Si on les compare aux Purzédurs, les Purzémous se montrent plus ouverts à certaines mesures proposées par l'ADQ: 63% d'entre eux approuvent l'idée de faire une plus grande place au secteur privé dans la santé (contre 52% chez les Purzédurs) et 73% appuient la mise en place d'un système de bons d'éducation (contre 55% chez les Purzédurs). L'apprentissage de l'anglais dès la 1re année du primaire paraît souhaitable aux yeux de la grande majorité de ces "péquistes dépités" (81%, contre 70% chez les "républicains").

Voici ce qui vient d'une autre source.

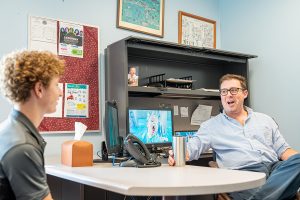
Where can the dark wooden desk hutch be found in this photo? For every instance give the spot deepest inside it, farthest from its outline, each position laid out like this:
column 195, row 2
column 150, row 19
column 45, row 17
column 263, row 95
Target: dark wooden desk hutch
column 154, row 57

Sur le plan des valeurs, ils se distinguent par une approche très intuitive et très émotionnelle de la vie. "Ils sont très touchés, par exemple, par des reportages sur le temps d'attente dans les urgences des hôpitaux", dit Claude Gauthier, expert-sondeur de CROP. Ils rejettent l'autorité et les structures trop hiérarchisées et technocratisées, ils recherchent la nouveauté, valorisent le changement, l'hédonisme - les soupers de famille du dimanche! -, la joie de vivre et une certaine insouciance. Ils se préoccupent beaucoup de l'environnement. Leur identité québécoise est forte; leur identité canadienne, faible.

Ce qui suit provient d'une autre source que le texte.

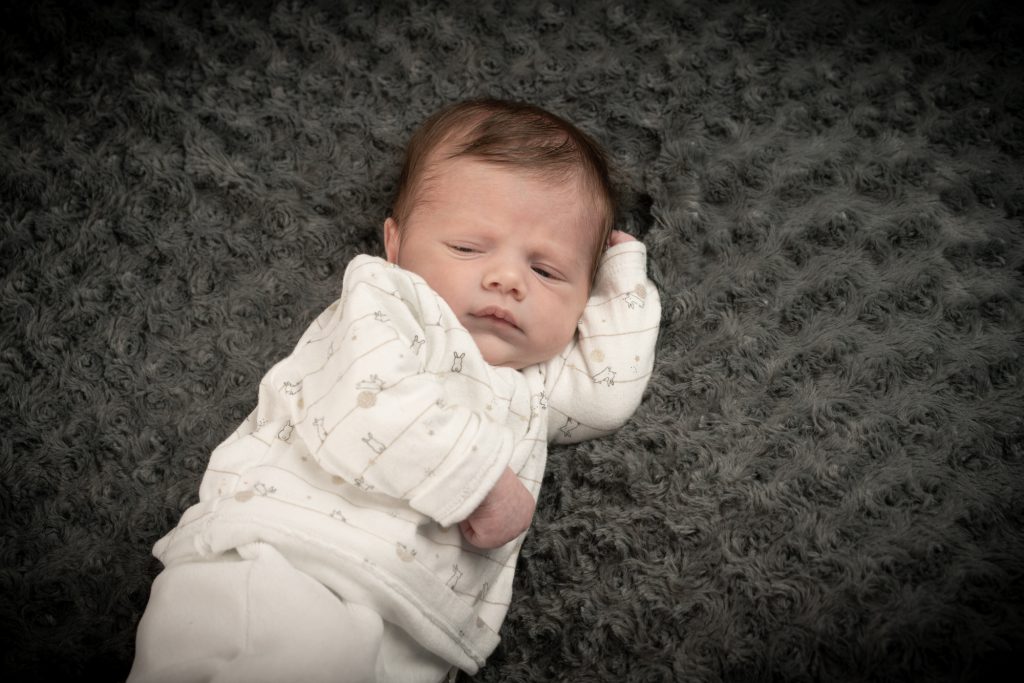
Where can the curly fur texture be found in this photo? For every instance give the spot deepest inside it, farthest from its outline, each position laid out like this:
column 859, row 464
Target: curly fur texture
column 824, row 480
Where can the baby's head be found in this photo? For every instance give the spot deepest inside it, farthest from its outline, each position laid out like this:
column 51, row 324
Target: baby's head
column 505, row 210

LES ORPHELINS-DE-BOUBOU (16%)
Libéraux dans l'âme, ils se cherchent un chef.
On leur avait envoyé un "sauveur", mais le drame est qu'ils n'y croient plus, à ce sauveur. Ce sont les "Orphelins-de-Boubou", ces libéraux nostalgiques de Robert Bourassa, qui savait rassembler les militants et les Québécois, et qui remportait les élections. Ce sont des Canadiens errants, des sans-chef.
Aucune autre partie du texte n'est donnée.